BOSTON — In a major shift in corporate protocol, Wal-Mart Stores Inc. is giving journalists limited access to the company and its leadership during a two-day conference starting Tuesday that is planned with the rigor of a military maneuver.

The gathering is part of a broader acknowledgment that the media is another of the company’s “stakeholders,” much like Wall Street analysts, who attend a similar annual conference, said Jay Allen, Wal-Mart’s senior vice president, corporate affairs. Allen said his only regret was that he “wished the company had done this sooner, but all things have their natural cycle.”

The conference is open to journalists on Wal-Mart’s terms: No photography or individual interviews permitted, reporters’ belongings are subject to searches and only 20 minutes are allotted for questions after each executive presentation.

Detractors of the world’s largest retailer have effectively used the courts, local lawmakers and the media to attack Wal-Mart’s employment policies and to try to slow its expansion in the U.S. The company has been involved in battles in Los Angeles and New York over its attempts to open stores.

In addition, Wal-Mart has been challenged by scandals involving illegal immigrant cleaning crews hired by company contractors and internal ethics probes of top company officers, including former vice chairman Thomas Coughlin, who last month was ousted from the board. Wal-Mart, which had more than $285 billion in net sales for the fiscal year ended Jan. 31, also is facing the largest-ever class-action gender discrimination lawsuit on behalf of more than one million current and former female employees.

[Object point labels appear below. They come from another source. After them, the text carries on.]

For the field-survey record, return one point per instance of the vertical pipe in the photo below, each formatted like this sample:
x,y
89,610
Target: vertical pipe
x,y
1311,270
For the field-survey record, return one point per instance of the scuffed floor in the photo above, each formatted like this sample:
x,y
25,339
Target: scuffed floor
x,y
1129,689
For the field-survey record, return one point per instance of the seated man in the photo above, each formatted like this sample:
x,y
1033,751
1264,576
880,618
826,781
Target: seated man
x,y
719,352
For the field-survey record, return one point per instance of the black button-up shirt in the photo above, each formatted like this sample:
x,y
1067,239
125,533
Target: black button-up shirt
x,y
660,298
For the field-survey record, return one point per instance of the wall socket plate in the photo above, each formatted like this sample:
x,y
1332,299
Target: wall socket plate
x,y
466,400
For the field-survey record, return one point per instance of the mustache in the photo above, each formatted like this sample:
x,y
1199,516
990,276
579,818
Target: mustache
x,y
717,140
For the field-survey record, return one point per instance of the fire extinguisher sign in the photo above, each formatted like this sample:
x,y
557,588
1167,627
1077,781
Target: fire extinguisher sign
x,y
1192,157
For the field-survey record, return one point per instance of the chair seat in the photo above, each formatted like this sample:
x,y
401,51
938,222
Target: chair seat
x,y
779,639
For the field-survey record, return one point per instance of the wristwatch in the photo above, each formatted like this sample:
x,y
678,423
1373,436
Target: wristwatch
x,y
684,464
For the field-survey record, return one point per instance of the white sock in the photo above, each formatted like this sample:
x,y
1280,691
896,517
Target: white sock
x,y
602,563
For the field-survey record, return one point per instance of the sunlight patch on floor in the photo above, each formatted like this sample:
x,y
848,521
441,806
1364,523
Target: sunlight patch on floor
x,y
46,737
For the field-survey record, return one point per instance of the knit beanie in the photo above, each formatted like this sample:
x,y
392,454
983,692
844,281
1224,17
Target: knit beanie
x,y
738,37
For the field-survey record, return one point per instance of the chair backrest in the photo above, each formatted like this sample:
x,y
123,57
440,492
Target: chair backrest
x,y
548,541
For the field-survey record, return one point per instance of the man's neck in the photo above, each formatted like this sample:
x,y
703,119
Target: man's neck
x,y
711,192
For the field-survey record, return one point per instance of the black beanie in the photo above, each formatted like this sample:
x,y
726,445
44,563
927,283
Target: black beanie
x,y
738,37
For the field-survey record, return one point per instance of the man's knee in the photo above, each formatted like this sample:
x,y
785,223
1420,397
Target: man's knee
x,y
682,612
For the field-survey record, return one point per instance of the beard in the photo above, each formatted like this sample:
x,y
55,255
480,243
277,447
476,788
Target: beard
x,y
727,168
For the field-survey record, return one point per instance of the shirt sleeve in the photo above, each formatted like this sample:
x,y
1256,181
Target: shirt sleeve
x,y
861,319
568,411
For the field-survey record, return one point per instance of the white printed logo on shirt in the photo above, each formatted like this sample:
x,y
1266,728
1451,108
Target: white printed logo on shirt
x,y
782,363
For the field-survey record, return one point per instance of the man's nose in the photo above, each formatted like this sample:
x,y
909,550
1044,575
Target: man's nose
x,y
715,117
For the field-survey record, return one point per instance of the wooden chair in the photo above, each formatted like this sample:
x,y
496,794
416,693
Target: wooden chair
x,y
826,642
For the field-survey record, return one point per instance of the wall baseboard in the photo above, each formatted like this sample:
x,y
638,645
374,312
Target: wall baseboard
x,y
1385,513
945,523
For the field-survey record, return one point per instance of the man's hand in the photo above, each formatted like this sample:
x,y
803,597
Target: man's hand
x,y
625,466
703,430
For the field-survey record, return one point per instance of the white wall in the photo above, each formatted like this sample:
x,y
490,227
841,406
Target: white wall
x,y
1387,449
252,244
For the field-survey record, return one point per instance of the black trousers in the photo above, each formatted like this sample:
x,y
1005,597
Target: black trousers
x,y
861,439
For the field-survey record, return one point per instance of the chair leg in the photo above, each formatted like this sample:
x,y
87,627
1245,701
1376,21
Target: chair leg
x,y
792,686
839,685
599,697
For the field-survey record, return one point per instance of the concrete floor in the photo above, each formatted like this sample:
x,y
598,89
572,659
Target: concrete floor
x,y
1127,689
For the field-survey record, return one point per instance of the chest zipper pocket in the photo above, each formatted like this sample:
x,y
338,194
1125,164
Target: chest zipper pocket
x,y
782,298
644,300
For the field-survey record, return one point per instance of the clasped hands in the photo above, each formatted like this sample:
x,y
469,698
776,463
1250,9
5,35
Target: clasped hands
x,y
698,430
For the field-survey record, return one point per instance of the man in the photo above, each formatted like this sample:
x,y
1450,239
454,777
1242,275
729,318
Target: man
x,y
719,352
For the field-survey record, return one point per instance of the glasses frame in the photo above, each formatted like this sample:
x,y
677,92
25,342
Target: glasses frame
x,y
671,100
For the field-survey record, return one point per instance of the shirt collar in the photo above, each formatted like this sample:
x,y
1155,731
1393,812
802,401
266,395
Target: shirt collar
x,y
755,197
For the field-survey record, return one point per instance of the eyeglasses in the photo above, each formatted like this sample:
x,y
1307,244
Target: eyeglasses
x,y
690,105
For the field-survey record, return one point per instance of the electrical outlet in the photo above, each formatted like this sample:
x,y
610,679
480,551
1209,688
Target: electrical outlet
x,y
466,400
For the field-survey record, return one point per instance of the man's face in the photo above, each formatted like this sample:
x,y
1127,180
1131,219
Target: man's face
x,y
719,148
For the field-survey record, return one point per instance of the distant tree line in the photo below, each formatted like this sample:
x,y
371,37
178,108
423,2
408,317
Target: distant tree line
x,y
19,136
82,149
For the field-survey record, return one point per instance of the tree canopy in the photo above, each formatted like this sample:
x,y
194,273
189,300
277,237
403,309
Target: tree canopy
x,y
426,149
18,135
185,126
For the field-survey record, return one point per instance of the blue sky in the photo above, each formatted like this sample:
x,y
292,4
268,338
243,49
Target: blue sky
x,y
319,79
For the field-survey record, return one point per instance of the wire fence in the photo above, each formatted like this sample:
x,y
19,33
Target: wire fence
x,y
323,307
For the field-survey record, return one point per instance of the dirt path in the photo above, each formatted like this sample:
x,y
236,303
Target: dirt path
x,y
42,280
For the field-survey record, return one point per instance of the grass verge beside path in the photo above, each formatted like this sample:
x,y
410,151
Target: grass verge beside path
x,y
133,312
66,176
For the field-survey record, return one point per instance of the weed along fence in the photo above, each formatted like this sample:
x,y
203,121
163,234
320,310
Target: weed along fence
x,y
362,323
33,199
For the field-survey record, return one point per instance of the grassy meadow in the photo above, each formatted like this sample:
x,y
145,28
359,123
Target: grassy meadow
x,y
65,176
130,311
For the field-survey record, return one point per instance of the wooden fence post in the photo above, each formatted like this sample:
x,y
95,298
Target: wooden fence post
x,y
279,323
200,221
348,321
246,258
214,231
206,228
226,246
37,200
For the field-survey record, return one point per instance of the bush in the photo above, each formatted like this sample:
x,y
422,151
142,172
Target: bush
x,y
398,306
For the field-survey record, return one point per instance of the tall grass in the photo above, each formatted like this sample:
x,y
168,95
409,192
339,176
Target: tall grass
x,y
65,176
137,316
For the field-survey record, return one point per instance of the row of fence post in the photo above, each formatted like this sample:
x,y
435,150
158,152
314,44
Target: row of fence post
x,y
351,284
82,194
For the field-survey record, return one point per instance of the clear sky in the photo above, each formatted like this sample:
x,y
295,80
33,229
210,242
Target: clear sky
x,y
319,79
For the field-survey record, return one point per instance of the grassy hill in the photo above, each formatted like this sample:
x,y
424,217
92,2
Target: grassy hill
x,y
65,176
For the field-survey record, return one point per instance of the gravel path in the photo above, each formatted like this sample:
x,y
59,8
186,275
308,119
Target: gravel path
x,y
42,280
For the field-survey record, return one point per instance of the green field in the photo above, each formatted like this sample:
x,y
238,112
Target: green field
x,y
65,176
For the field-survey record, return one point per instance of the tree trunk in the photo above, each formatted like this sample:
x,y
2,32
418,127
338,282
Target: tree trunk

“Wal-Mart has more problems with the media than they do with consumers, so I think it’s wise to go out and confront the group that has the greater negative impression,” said Britt Beemer, founder of Charleston, S.C.-based marketing firm America’s Research Group.

Eli Portnoy, principal of Orlando, Fla.-based branding consultant The Portnoy Group, said the conference could backfire.

“If it’s window dressing, a lot of hot air and double-talk answers but nothing substantive, I think it could cause more harm than good,” he said. “I suspect they will give a little, but not much....Their business philosophy and their success has been driven by how close to the pocket they keep their business.”